Implementing one of those programs can be a daunting prospect. One great place to start is security and privacy training. HIPAA requires it and there are many options–even free options offered by CMS.
Responding to a Data Breach Involving ePHI
Breach response and consequent notification are typically thought of as falling under the HIPAA Privacy Rule. The obligations can be found at 45 CFR §§ 164.400, et seq. However the response is made, it typically involves a few key steps:
- Stopping the events leading to the breach
- Trying to retrieve the data and mitigate the breach
- Notification obligations
- A report to CMS
Some of those are easier said than done. A solid risk management program certainly helps with the cessation of the breach and retrieval of information.
HIPAA requires notification to affected parties of the breach within 60 days of discovery of the breach. If more than 500 individuals are impacted, a public notice must be made. Additionally, the CMS Office of Civil Rights (OCR) must be notified of the breach within 60 days of discovery.
CMS OCR will want to know some key facts: the scope of the breach, if the Covered Entity met the HIPAA Security Rule, proof of that, etc. CMS OCR has implemented enhanced fines for Covered Entities that engaged in egregious conduct, including failing to meet HIPAA standards. Make sure you implement policies and actually follow them!
Reducing Your ePHI to Reduce Obligations
Data rationalization and reduction is one way to reduce the scope of HIPAA compliance obligations: the fewer places data travels, the easier it is to contain and secure and the less infrastructure that is covered by HIPAA.
There are a few ways to accomplish that rationalization and reduction:
- Follow the Minimum Necessary standard prescribed by HIPAA and don’t transfer data where you don’t absolutely need it.
- Use data lakes or Electronic Health Record systems that aggregate data for processing instead of using many disparate systems.
- Figure out if deidentified data meets your needs. If it does, use that instead.
There are other ways to reduce the use of sensitive data, but these three will generally be the biggest bang for the buck.

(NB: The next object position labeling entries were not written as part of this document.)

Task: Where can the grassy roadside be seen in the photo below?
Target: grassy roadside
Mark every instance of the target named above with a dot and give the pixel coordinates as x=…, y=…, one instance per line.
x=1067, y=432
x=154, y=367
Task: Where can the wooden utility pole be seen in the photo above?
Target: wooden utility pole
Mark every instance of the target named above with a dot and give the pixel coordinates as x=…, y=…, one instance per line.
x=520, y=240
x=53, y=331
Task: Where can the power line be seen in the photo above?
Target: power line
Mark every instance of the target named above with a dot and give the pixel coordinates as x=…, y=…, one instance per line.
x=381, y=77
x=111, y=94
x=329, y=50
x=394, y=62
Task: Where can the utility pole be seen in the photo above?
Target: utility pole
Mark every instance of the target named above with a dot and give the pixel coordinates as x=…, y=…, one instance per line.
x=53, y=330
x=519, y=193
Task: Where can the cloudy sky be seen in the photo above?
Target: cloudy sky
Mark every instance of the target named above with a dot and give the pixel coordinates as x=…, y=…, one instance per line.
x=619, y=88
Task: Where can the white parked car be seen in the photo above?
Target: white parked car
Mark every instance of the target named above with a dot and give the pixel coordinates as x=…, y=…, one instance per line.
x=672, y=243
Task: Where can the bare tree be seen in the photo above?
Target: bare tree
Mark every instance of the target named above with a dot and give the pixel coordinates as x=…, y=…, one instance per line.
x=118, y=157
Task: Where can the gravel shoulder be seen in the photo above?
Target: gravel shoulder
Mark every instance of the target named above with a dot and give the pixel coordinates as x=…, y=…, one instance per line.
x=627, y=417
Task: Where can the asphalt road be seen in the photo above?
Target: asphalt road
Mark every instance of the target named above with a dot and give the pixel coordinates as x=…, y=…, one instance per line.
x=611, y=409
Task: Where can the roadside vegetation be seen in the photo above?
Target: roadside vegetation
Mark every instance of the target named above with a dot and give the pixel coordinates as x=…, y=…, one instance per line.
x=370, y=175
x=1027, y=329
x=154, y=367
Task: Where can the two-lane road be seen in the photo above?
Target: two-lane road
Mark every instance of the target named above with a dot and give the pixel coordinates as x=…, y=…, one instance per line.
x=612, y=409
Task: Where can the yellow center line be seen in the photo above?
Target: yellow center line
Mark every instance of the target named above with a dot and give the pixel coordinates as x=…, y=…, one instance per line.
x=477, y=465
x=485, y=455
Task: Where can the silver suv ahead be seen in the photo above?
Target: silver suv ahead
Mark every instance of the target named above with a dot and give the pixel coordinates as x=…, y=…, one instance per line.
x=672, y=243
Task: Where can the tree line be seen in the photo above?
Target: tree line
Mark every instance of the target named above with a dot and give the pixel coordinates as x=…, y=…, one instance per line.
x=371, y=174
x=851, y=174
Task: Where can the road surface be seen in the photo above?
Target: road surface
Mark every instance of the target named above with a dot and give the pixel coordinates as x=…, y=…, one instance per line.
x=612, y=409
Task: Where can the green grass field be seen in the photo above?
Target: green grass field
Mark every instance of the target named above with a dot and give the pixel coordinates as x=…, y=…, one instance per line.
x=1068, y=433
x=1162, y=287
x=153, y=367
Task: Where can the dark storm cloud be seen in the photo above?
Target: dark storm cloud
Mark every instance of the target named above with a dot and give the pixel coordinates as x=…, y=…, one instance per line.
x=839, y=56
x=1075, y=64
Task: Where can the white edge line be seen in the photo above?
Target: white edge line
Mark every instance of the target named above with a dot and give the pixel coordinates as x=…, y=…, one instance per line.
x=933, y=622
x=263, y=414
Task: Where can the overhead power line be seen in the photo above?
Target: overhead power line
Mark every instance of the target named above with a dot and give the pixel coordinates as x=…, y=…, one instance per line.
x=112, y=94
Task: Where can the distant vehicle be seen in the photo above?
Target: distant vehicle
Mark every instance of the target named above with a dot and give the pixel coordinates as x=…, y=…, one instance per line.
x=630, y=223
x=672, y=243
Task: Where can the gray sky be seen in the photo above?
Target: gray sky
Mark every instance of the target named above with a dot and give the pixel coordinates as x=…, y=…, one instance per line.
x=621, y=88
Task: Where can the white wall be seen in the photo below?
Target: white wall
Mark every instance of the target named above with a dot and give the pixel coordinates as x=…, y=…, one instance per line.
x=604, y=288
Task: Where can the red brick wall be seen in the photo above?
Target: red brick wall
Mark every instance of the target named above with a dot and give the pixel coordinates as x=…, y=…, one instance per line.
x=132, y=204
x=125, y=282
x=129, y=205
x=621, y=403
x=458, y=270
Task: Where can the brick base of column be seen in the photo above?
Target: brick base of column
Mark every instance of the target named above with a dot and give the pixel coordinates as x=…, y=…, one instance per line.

The healthcare marketplace is awash with sensitive information. It’s critical that all Covered Entities protect that information in the way prescribed by HIPAA, namely by following the HIPAA Security Rule. It’s not only mandatory but can help avoid substantial legal and financial liability.
There’s nothing wrong with seeking help, either. It’s a fantastic idea and can go a long way towards driving successful conformance to HIPAA’s requirements and meaningfully protecting ePHI.
FAQs on ePHI
Are Tattoos Considered ePHI?
Tattoos themselves are not considered ePHI. However, if they are included in photographic or biometric scan information, they can strongly identify an individual and therefore would be included as ePHI and may make identification more complex.
What Other Items Might Contain ePHI?
Many items will contain ePHI, including:
- Medical records and charts
- Medical billing receipts
- Medical device purchase receipts
- Prescriptions and documentation from pharmacies
- Employee health records (e.g.: physicals and drug tests)
Err on the side of caution with what does and doesn’t contain ePHI. If it’s medical and identifies an individual, then unless you know it’s not PHI treat it as if it is. The consequences for failing to do so are significant.